Meyvelerin renkleri ne anlama geliyor

Daha çok sebze ve meyve tüketin! Sadece daha fazla vitamin, mineral veya posa tüketmek için değil, fitokimyasallardan (doğal bitkisel maddeler) daha çok yararlanmak için bunu bir alışkanlık haline getirin.

Kırmızı: ‘Likopen’ veya ‘antosiyanin’ sebze ve meyvelerin kırmızı elbiseleridir. Domates, karpuz, ahududu, yaban mersini, kayısı, kan portakalı, pancar, şalgam, kiraz ve üzümdeki bağışıklık güçlendirici, kanserden koruyucu güç kazandıran antioksidan renkli cisimcikler.

Yeşil: Ispanak, kabak, yeşil lahana, kuşkonmaz, pırasa, kabakt, yeşil elma, yeşil üzüm ve kivideki yeşil ton, içeriklerindeki ‘lutein’ ve ‘indol’den kaynaklanır. Lutein, güçlü bir antioksidandır.

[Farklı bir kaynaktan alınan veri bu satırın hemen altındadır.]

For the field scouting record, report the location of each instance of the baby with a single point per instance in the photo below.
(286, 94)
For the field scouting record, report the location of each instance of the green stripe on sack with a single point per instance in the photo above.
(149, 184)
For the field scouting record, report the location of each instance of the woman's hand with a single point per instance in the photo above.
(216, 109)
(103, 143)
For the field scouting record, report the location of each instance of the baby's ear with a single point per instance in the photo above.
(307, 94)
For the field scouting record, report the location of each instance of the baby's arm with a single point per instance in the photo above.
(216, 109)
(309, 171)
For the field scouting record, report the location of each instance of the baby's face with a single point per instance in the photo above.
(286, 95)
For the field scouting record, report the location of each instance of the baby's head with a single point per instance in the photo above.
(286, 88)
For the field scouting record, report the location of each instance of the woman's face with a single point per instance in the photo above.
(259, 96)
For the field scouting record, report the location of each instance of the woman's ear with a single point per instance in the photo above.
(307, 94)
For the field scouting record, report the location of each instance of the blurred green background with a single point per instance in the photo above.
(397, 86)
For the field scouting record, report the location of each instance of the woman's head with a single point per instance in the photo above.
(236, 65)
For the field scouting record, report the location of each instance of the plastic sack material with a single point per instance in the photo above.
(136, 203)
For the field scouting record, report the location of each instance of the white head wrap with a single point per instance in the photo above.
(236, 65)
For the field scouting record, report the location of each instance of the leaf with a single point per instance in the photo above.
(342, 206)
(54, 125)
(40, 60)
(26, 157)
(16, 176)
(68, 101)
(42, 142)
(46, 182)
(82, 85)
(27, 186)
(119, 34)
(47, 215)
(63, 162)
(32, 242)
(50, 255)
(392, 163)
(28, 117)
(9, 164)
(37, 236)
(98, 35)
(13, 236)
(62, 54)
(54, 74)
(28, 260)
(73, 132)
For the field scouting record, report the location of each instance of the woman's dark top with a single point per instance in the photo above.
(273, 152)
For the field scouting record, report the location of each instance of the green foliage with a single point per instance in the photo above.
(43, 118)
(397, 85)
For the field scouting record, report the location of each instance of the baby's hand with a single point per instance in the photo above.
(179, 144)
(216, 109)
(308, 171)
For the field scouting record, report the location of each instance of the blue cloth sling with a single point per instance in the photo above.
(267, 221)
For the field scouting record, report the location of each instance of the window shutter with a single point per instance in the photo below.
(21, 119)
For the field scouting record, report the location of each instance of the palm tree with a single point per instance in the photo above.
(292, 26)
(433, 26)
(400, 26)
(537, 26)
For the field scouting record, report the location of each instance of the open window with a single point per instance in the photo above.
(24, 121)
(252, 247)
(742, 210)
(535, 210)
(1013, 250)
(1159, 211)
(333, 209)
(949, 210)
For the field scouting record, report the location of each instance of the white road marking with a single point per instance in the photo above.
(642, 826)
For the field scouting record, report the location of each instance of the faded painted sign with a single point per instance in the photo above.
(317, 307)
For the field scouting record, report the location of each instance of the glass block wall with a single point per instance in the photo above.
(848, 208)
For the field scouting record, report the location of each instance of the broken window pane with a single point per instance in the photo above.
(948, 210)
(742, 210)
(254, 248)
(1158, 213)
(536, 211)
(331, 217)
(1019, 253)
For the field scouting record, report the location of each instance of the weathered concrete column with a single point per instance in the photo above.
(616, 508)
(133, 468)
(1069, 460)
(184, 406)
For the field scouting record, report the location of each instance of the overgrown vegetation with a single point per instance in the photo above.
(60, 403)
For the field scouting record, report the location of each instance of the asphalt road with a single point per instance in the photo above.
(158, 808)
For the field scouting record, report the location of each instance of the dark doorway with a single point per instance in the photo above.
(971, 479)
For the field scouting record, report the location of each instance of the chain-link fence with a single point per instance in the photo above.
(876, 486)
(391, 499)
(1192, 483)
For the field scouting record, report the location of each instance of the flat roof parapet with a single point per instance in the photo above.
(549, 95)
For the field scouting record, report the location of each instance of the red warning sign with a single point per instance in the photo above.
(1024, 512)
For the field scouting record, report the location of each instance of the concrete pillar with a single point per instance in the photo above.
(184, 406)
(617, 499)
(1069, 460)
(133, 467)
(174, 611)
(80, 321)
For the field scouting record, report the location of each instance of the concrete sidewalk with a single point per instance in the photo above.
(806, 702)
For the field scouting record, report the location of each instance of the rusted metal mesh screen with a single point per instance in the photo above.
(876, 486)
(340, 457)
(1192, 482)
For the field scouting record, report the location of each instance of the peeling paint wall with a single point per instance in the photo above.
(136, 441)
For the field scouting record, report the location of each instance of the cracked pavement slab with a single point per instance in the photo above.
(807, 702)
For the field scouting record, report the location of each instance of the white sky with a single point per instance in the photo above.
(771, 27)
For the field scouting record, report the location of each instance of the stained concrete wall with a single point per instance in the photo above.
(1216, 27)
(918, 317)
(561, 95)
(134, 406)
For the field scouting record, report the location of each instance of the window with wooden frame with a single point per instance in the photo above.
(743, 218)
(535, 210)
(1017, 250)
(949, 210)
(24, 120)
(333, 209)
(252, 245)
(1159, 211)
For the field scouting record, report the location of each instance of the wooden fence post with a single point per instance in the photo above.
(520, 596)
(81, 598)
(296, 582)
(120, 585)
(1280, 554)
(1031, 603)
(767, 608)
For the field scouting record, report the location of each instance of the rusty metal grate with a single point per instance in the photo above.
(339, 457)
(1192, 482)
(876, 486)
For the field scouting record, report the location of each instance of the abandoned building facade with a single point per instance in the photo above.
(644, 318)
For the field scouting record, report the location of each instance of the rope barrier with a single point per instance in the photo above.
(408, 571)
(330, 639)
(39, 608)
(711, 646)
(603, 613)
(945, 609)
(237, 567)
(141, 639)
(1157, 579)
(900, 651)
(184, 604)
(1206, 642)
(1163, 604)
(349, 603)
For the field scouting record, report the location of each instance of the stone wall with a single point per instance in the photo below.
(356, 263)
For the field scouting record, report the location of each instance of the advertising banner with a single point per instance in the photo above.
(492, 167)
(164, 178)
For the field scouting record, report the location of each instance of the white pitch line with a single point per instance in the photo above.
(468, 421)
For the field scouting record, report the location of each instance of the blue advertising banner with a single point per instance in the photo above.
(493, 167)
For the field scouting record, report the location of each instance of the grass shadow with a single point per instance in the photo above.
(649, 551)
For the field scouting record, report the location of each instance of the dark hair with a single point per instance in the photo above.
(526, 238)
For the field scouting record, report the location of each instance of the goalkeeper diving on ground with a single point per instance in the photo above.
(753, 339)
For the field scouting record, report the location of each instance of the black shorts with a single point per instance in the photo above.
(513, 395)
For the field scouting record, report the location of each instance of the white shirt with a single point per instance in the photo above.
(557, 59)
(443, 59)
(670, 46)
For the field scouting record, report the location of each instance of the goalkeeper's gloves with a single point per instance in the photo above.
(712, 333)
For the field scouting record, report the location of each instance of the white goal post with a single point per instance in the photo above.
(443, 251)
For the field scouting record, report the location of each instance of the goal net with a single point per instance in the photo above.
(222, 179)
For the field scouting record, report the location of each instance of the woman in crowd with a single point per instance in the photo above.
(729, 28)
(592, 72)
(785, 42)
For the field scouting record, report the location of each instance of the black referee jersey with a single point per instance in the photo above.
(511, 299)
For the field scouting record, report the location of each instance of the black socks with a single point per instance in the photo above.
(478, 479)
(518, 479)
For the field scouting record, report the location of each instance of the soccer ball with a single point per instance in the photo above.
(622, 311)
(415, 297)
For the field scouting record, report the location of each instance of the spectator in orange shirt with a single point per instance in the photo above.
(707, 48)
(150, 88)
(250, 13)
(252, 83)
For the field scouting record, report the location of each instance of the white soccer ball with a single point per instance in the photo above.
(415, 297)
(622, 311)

Daha güçlü kemiklerin ve daha sağlam dişlerin garantisidir.

Mavi ve mor: Böğürtlen, siyah erik, mor üzüm, kara lahana, patlıcan, kuru siyah erik veya kuru siyah üzüm... ’Antosiyaninler’le ve ‘fenolik bileşikler’le tıka basa dolu olan bu lezzetli sebze ve meyvelerin antioksidan güçlerini, bellek koruyucu, damar sertliğini önleyici etkilerini ve cildinize sağladığı gençliği küçümsemeyin.

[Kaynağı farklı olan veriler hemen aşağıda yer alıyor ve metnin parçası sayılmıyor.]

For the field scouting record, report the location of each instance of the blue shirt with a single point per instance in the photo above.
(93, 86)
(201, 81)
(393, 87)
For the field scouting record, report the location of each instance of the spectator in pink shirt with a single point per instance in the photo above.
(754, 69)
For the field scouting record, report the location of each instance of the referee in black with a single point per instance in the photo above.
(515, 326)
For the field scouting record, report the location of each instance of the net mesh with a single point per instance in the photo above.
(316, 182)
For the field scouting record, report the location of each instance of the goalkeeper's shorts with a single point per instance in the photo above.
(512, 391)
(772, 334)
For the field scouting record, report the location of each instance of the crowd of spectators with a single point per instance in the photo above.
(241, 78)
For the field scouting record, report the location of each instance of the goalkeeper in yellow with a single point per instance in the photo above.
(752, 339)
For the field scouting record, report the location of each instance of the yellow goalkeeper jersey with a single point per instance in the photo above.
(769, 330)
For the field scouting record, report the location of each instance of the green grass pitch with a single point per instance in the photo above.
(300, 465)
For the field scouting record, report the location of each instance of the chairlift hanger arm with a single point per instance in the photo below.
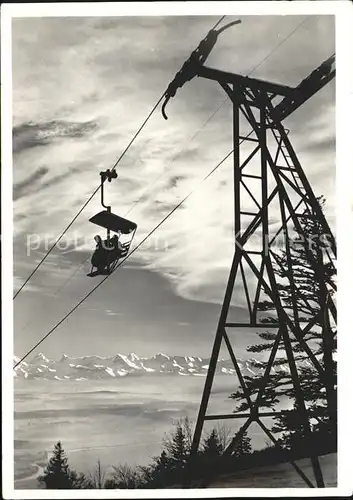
(107, 174)
(196, 60)
(307, 88)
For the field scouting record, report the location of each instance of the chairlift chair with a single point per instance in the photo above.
(108, 252)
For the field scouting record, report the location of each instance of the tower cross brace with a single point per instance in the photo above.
(281, 179)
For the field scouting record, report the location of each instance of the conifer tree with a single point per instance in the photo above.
(212, 445)
(309, 296)
(57, 474)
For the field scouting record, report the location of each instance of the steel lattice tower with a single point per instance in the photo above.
(268, 175)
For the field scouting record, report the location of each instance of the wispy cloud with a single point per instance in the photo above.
(108, 75)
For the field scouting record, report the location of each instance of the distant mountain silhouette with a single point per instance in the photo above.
(121, 365)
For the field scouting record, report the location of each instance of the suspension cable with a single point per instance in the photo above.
(123, 260)
(140, 198)
(88, 200)
(96, 190)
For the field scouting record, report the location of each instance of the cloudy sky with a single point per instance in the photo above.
(81, 88)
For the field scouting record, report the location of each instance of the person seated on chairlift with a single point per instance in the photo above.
(106, 252)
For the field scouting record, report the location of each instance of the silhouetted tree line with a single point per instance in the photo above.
(317, 391)
(170, 469)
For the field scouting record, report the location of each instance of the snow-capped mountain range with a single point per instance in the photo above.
(120, 365)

Sarı ve turuncu: ‘Beta-karoten’ bilinen en güçlü antioksidanlardan biri. Kanser bağışıklığına ve enfeksiyonlara karşı direnci artırır, gözün dostudur. Portakal, mandalina, greyfurt, şeftali, kavun ve mısırı, sarıya boyayan beta-karotenden zengin pigmenttir.

Beyaz ve açık sarı: Muz, armut, karnabahar, lahana, sarmısak, soğan, mantar, patates ve diğerleri. Soğan ve sarımsak allisin’, lahana ve karnabahar ‘sulforafan’ zengini besinler. Bağışıklığı destekleyici gücü tartışılmaz.